Pivovárská Flosna, República Checa.
Quem fez Erasmus sabe o quanto «A Residência Espanhola» é um espelho fiel do que acontece quando se vive em comunidade, quando o grupo é culturalmente heterogéneo e se une pela única coisa que realmente os liga naquela brecha de espaço/tempo: estão sozinhos num país estranho. É uma situação única que provoca a aproximação de pessoas que noutras circunstâncias jamais sequer conversariam, quanto mais tornarem-se amigos! Fantástico é que se acaba por adorar essas pessoas... por serem tão diferentes, não enjoam.
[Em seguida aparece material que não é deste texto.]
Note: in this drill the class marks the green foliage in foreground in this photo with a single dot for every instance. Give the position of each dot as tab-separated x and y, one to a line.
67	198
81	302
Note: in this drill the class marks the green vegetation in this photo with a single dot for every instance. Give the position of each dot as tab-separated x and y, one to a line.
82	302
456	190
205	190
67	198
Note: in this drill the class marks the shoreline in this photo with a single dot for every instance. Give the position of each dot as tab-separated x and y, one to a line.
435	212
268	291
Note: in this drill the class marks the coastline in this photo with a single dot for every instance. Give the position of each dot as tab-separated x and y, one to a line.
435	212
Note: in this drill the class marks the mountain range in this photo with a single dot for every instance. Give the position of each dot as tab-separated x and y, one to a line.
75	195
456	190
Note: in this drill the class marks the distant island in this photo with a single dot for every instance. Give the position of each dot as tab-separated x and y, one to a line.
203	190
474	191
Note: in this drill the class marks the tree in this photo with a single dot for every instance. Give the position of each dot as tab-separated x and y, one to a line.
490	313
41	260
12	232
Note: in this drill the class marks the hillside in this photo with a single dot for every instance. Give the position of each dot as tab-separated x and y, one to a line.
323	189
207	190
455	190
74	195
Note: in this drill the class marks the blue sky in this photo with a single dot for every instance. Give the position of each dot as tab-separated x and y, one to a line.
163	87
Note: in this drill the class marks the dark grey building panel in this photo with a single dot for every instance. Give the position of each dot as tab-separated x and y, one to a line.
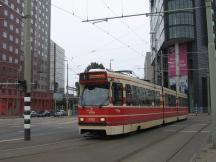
185	27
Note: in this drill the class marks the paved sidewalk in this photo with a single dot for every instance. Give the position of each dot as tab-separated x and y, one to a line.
207	155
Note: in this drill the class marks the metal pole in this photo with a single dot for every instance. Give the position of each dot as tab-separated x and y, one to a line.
212	67
67	98
162	72
17	93
27	70
177	66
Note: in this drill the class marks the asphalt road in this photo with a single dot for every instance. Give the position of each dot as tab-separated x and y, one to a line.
57	139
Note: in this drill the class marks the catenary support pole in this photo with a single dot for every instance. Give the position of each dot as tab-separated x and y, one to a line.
28	68
212	66
177	66
27	118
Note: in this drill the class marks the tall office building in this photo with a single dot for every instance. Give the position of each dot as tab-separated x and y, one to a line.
181	37
148	68
12	55
57	68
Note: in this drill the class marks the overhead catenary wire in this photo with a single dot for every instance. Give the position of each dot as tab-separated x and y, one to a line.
100	28
114	13
160	13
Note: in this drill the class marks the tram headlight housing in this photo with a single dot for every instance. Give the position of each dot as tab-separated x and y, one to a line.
82	119
102	119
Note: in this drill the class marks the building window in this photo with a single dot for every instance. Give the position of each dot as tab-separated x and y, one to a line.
5	12
4	46
4	34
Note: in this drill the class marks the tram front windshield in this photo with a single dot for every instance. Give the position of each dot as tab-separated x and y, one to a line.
95	95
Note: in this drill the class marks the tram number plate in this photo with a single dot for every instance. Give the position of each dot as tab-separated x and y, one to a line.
91	119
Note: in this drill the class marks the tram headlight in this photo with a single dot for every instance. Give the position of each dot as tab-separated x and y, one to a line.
102	119
82	119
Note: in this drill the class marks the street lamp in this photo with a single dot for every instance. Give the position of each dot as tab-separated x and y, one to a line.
111	64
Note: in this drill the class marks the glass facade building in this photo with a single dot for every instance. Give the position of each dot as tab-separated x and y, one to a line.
177	26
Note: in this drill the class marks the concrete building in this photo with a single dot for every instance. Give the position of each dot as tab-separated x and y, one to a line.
57	68
148	68
12	58
181	37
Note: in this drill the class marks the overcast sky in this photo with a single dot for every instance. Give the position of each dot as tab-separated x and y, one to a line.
126	41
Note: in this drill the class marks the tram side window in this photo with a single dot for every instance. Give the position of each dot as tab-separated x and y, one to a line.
157	98
170	100
128	95
117	93
183	102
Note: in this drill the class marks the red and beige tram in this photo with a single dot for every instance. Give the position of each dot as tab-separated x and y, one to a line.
115	103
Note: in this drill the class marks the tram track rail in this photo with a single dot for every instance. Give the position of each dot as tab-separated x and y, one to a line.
155	142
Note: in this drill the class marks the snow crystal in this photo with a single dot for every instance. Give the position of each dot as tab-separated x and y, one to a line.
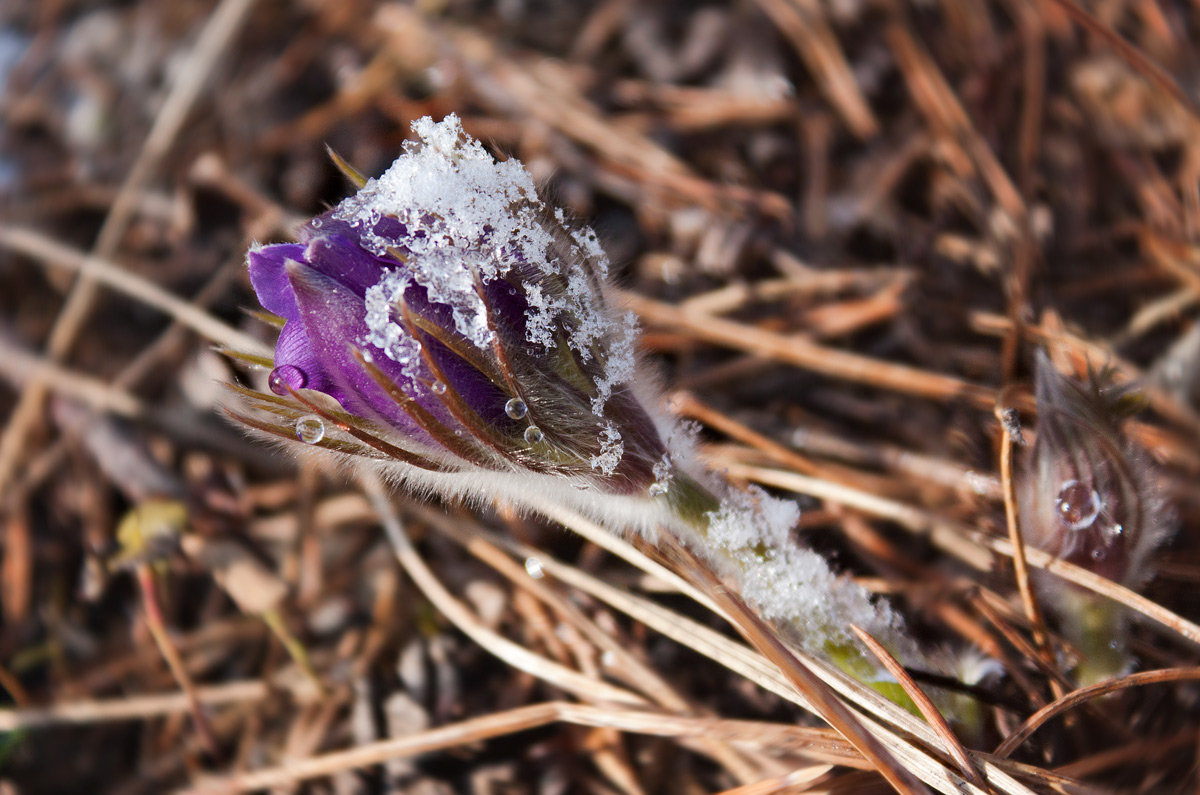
611	450
621	360
459	217
753	519
465	217
383	330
É o novo 'espírito emigra', um bocado mais chique e muito na moda. Volta-se diferente, tal como voltou o Xavier, que abandona a perspectiva monótona e segura de um emprego de secretária para levar a vida incerta e fascinante de um escritor: a experiência condicionou toda a vida dele e todo o seu destino. Algo que eu própria senti à flor da pele foi a sensação de euforia duma certeza nova e estranha: Sou capaz de fazer o que quiser, não tenho limites e não há lugar aonde não pudesse ir se quisesse, e fazer o que quer que me apetecesse.
«As Bonecas Russas» mostra a fase seguinte da vida das pessoas que essa experiência modificou. O espírito errante permanece, o viajante sobrevive. A história não estagna, evolui... a vida é uma sucessão de eventos: uma colecção de experiências.
«Tout a comencé lá. Quand mon avion a decolé.»